Burberi fu tra i primi sei alunni della scuola di Barbiana e il primo a incontrare don Milani. «Ero chierichetto in chiesa. Arrivò col buio, quel 7 dicembre 1954. Si aprì la porta; lo vidi entrare. Era venuto senza vedere prima Barbiana. Lo avevano mandato e lui aveva obbedito – continua Burberi –. Era lo straniero che aspettavamo. Entrò in chiesa, guardò e si mise a pregare. Il giorno dopo fece il giro delle case dei contadini dicendo che avrebbe fatto una scuola per i loro bambini. Il salotto del prete divenne l'aula. Non eravamo mai entrati in quella stanza, da allora fu sempre aperta». 
Don Milani cominciò dall'abc con sei bambini di diverse età, tutti maschi, per passare all'educazione civica, alla Costituzione e a una formazione anche professionalizzante. «Si faceva scuola 12 ore al giorno, tutti i giorni. Negli otto anni sono passati per quei banchi una trentina di ragazzi. Era un'istruzione pratica, di vita, per permetterci di fare delle cose. Non c'erano voti e si andava avanti solo quando l'ultimo aveva capito. Urlava, sì, era manesco talvolta, ma difendo quel metodo». Perché studiare per quei bambini sarebbe stata la loro chance. «Si studiava per sapere. Ci abituava a essere critici e ci rendeva orgogliosi anche nei confronti di quelli del paese. Eravamo figli di contadini umili, ma leggevamo articoli di giornale perché la padronanza della parola era fondamentale. La sua bandiera di vita fu la parola. La sua eredità: la coerenza».
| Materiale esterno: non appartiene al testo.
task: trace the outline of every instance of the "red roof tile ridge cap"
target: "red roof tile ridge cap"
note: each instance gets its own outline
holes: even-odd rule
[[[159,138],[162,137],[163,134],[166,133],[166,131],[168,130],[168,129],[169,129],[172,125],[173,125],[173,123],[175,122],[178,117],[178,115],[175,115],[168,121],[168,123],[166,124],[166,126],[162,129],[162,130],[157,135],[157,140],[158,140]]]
Ardeva nel desiderio di riscossa degli ultimi, don Milani. Per questo la scuola era un luogo sacro: «Come la chiesa, perché era per il cervello – conclude Burberi –. Il tempo è un dono di Dio e non va sciupato, ci insegnava», mettendo loro in mano una grande responsabilità: la loro vita, il loro futuro.

1 commento:

  1. Ci fu un tempo in cui, per sapere, si studiava.
    Come sempre accadde, guardarsi indietro offre ottimi esempi a cui ispirarsi per non perdere il lume della ragione al tempo della post-verità. Se poi sono scritti come sai fare tu... Potere alla parola!